Harvest is Prime Time for Spring Planning
Written By: Phil Long
You can practically feel the anticipation in the air as Upper Midwest farmer await fall harvest. While a few seed beans came into our plant last Friday, recent rainfall has brought harvest to a halt here in North Central Iowa. Believe me, I’m just as eager to roll as you are.
There isn’t much I enjoy more during this time of year than watching a beautiful sunset from the seat of a combine. I do some of my best thinking behind the wheel!
As the combine cuts the crop, you can be proactively “harvest scouting,” which will help you plan for next year’s crop needs. Make note of weed escapes. Weed pressure should be taken into consideration as your herbicide or weed management strategies may vary field by field.
You also can make a few other notes like: how the hybrid or variety you planted did on low and high spots; early senescence due to disease; lodging issues; low yield areas that seem out of place, compaction issues and/or any problems that show up in a pattern.
Use the Climate FieldView App on your phone to drop a pin every time you see something that should be taken into consideration for next year’s crop plan. You can even take a picture through the combine windshield and attach it to your note to remind you of what it looked like.
A picture helps provide extra motivation next season to change something. These notes can be extremely valuable when discussing seed options, choosing diseases packages and considering seed treatments. They also add additional value to your yield maps.

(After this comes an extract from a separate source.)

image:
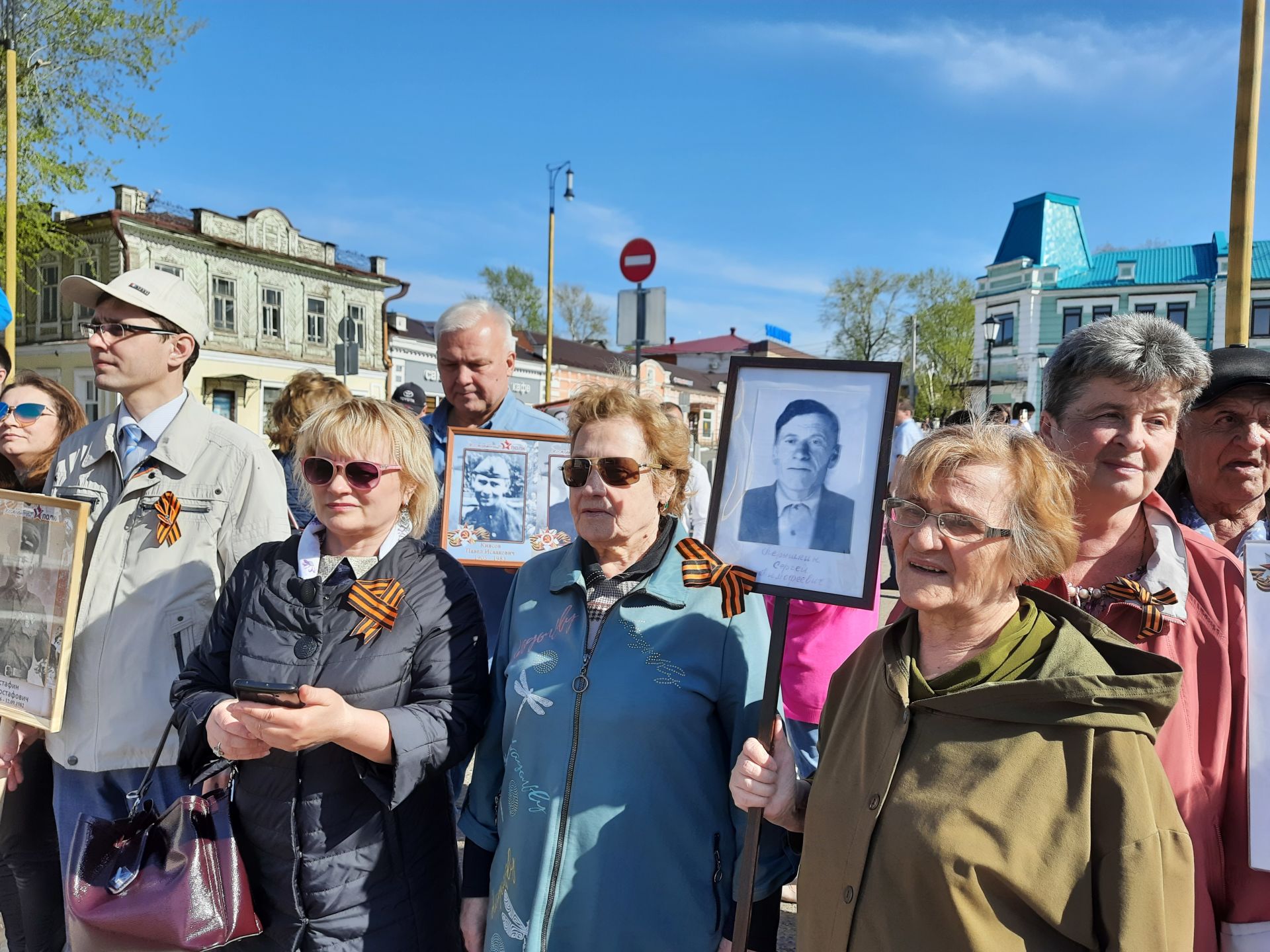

Yield data is by far the best tool for making seed selections. Selecting the best seed product for each field is the number one factor in starting the season with the highest yield potential. An on-farm hybrid/variety trial will provide you with invaluable data that you can put straight to use in your operation.
The information behind every operation on your farm is your best tool to fighting the risk involved in each decision that you make to prepare for the following crop. This fall you can harvest more than your physical corn and soybean crops. Remember, harvest is prime time for spring planning!